I often find myself explaining the same things in real life and online, so I recently started writing technical blog posts.
This one is about why it was a mistake to call 1024 bytes a kilobyte. It's about a 20min read so thank you very much in advance if you find the time to read it.
Short answer: It's because of binary.
Computers are very good at calculating with powers of two, and because of that a lot of computer concepts use powers of two to make calculations easier.
Just to add, I would argue that by definition of prefixes it is 1000.
However there are other terms to use, in this case Kibibyte (kilo binary byte, KiB instead of just KB) that way you are being clear on what you actually mean (particularly a big difference with modern storage/file sizes)
EDIT: Of course the link in the post goes over this, I admit my brain initially glossed over that and I thought it was a question thread
I believe it's because you always use bytes in pairs in a computer. If you always pair the pairs, you would eventually get the number 1024, which is the closest number to a 1000.
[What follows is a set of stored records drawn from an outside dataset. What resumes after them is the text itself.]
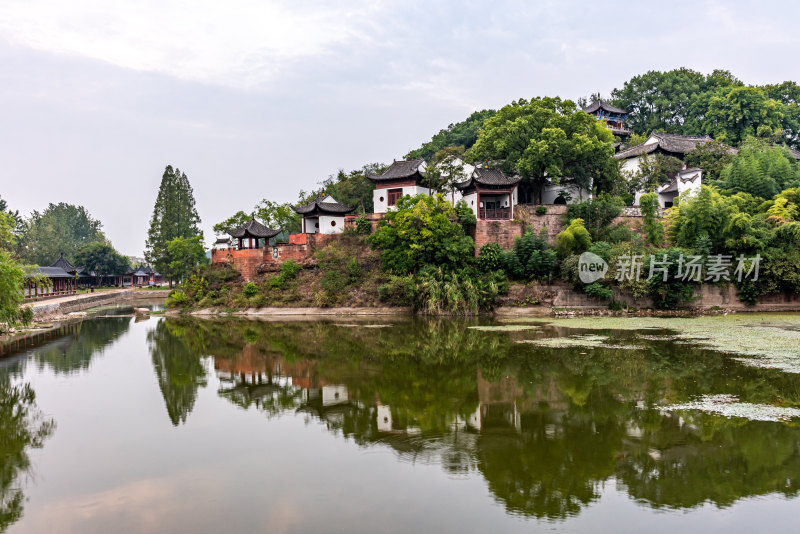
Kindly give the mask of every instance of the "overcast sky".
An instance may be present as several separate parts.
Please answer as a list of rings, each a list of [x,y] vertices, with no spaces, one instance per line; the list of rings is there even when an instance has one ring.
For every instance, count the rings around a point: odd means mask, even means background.
[[[140,255],[167,164],[211,227],[472,111],[635,74],[800,79],[800,2],[0,1],[0,196]]]

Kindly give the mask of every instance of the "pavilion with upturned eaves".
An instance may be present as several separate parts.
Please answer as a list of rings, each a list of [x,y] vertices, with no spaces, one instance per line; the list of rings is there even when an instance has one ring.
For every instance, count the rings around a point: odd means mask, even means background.
[[[624,140],[631,135],[631,130],[625,126],[625,120],[628,118],[629,113],[624,109],[612,106],[598,98],[583,108],[583,111],[589,115],[594,115],[597,120],[603,121],[606,127],[611,130],[611,133],[617,137]]]
[[[280,232],[280,230],[267,228],[255,218],[252,218],[247,224],[230,231],[229,234],[237,240],[237,249],[244,250],[264,248],[269,243],[270,238],[275,237]]]

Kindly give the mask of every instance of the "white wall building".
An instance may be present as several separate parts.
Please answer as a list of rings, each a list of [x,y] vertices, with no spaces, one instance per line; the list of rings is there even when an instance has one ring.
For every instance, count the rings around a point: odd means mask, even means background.
[[[330,195],[321,195],[305,206],[292,206],[303,216],[301,233],[339,234],[344,231],[344,216],[355,208],[339,204]]]
[[[430,195],[431,190],[424,185],[426,168],[422,159],[395,161],[381,174],[367,176],[375,184],[373,212],[386,213],[406,195]]]

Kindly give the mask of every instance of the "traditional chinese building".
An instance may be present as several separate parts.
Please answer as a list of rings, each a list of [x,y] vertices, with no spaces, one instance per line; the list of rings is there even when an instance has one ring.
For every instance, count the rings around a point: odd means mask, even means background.
[[[78,289],[79,269],[61,256],[48,267],[34,266],[28,273],[22,294],[25,298],[60,297],[74,295]],[[33,277],[39,275],[49,279],[47,285],[34,284]]]
[[[703,170],[699,167],[690,167],[678,171],[671,182],[656,189],[656,193],[658,193],[658,204],[662,208],[671,208],[679,195],[687,191],[691,193],[699,192],[702,182]],[[641,196],[642,193],[637,192],[635,204],[639,204],[639,198]]]
[[[611,130],[611,133],[627,139],[631,135],[631,130],[625,126],[625,120],[628,118],[628,112],[624,109],[612,106],[608,102],[597,99],[585,108],[583,111],[589,115],[593,115],[597,120],[603,121],[606,127]]]
[[[456,188],[478,219],[512,219],[519,182],[519,176],[506,176],[500,169],[476,167]]]
[[[332,196],[323,194],[292,209],[303,216],[302,233],[330,235],[344,230],[344,216],[355,208],[339,204]]]
[[[271,237],[275,237],[279,233],[280,230],[267,228],[255,220],[255,218],[252,218],[244,226],[240,226],[236,230],[232,230],[230,235],[232,238],[237,240],[237,250],[250,250],[266,247],[269,243],[269,239]]]
[[[426,185],[424,174],[426,168],[423,159],[395,161],[381,174],[368,175],[367,178],[375,184],[373,211],[386,213],[405,195],[429,195],[431,190]]]

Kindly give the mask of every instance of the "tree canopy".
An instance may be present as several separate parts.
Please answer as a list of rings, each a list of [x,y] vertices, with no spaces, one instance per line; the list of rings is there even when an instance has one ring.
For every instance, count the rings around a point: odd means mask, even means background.
[[[195,208],[194,192],[189,179],[180,169],[167,165],[161,177],[158,196],[147,232],[145,257],[156,270],[169,271],[167,245],[175,238],[200,237],[200,216]]]
[[[468,156],[518,172],[521,201],[540,203],[548,181],[610,188],[618,176],[613,141],[610,130],[570,100],[520,99],[486,120]]]
[[[404,196],[368,242],[381,251],[386,270],[417,272],[426,265],[458,268],[472,260],[475,245],[453,206],[442,195]]]
[[[74,262],[87,271],[95,271],[99,276],[121,274],[131,266],[127,257],[117,252],[110,243],[102,241],[81,247],[75,254]]]
[[[471,148],[478,140],[478,134],[486,119],[494,116],[495,113],[497,112],[493,109],[484,109],[474,112],[461,122],[450,124],[447,128],[439,130],[439,133],[420,148],[409,152],[406,159],[431,160],[437,152],[446,147]]]
[[[106,241],[102,226],[83,206],[51,203],[25,222],[17,252],[22,261],[37,265],[52,264],[62,252],[73,258],[84,245]]]
[[[800,185],[800,165],[785,148],[751,139],[720,173],[722,187],[769,199]]]
[[[734,146],[757,135],[792,147],[800,146],[799,95],[794,82],[751,86],[726,70],[687,68],[649,71],[612,92],[636,134],[710,135]]]

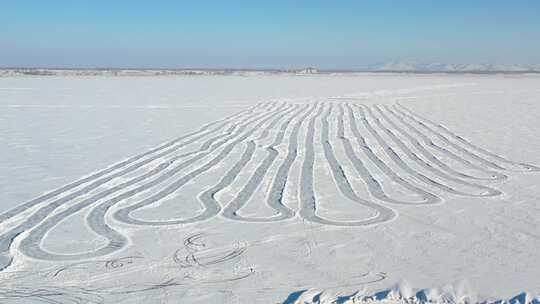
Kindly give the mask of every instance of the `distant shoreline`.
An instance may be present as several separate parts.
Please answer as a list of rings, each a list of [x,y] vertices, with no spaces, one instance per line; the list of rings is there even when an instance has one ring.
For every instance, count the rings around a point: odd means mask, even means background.
[[[540,74],[540,70],[317,70],[306,69],[209,69],[209,68],[0,68],[0,77],[18,76],[264,76],[264,75],[355,75],[355,74]]]

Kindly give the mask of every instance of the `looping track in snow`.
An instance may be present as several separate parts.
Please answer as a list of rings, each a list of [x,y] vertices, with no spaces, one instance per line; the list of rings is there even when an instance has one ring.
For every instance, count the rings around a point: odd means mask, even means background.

not exactly because of pairs unless you’re talking about 1 and 0 being a pair… it’s because the maximum number you can count in binary doubles with each additional bit you add:
with 1 bit, you can either have 0 or 1… which is, unsurprisingly perhaps, 0 and 1 respectively - 2 numbers
with 2 bits you can have 00, 01, 10, 11… which is 0, 1, 2, 3 - 4 numbers
with 3 bits you can have 000, 001, 010, 011, 100, 101, 110, 111… which is 0 to 7- 8 numbers
so you see the pattern: add a bit, double the number you can count to… this is the “2 to the power of” that you might see: with 8 bits (a byte) you can count from 0 to 255 - that’s 2 (because binary has 2 possible states per digit) to the power of 8 (because 8 digits); 8^2
the same is true of decimal, but instead of to the 2 to the power, it’s 10 to the power: with each additional digit, you can count 10 x as many numbers - 0-9 for 1 digit, 00-99 for 2 digits, 000-999 for 3 digits - 10^1, 10^2, 10^3 respectively
and that’s the reason we use hexadecimal sometimes too! we group bits into groups of 8 and call it a byte… hexadecimal is base 16, so nicely lets us represent a byte with just 2 characters - 16^2 = 256 = 2^8
Harvard's CS50 has a great explanation on it. Makes a ton of sense. In fact CS50 should be required for high school, people would have a much better understanding of how software works in general.
Because computers work in bits. Each bit represents 2 values (0 or 1). It's much easier to represent 1024, which is 2^10 (exactly 10 bits) instead of 1000 which isn't a power of 2.
"Kilo" means 1000 under the official International System of Units.
With some computer hardware, it's more convenient to use 1024 for a kilobyte and in the early days nobody really cared that it was slightly wrong. It has to do with the way memory is physically laid out in a memory chip.
These days, people do care and the correct term for 1024 is "Kibi" (kilo-binary). For example Kibibyte. There's also Gibi, Tebi, Exbi, etc.
It's mostly CPUs that use 1024 - and also RAM because it't tightly coupled to the CPU. The internet, hard drives, etc, usually use 1000 because they don't have any reason to use a weird numbering system.
As the article mentions, windows also uses KB/MB/GB to refer to powers of 2 when calculating disk space. AFAIK Linux somes does too, although the article says otherwise. Apparently OSX uses the KB=1000 definition.
It may be outdated, but it's still incredibly common for people to use KB/MB/GB to refer to powers of 2 in computing. Best not to assume KB is always 1000.
Windows and Mac both use KB = 1000. With Linux I think it depends on the distro.
You're thinking of very old versions of Windows... old versions of MacOS were also 1024.
It's honestly irrelevant anyway - if you want to actually know how much space a file is using on disk, you should look up how many pages / sectors are being used.
A page (on an SSD) or sector (on a HDD) is 32768 bits on most modern drives. They can't store a file smaller than that and all of your files take up a multiple of that. A lot of modern filesystems quietly use zip compression though. Also they have snapshots and files that exist in multiple locations other shit going on which will really mess with your actual usage.
I'm not going to run du -h / on my laptop, because it'd take forever, but I'm pretty sure it would be a number significantly larger than my actual disk. Wouldn't surprise me if it's 10x the size of my disk. Macs do some particularly interesting stuff in the filesystem layer - to the point where it's hard to even figure out how much free space you have... my Home directory has 50 GB of available space on my laptop. Open the Desktop directory (which is in the Home directory...) and the file browser shows 1.9 TB of available space.
Weird numbering system? Things are still stored in blocks of 8 bits at the end, it doesn't matter.
When it gets down to what matter on hard drives, every byte still uses 8 bits, and all other numbers for people actually working with computer science that matter are multiples of 8, not 10.
And because all internal systems use base 8, base 10 is "slower" (not that it matters any longer.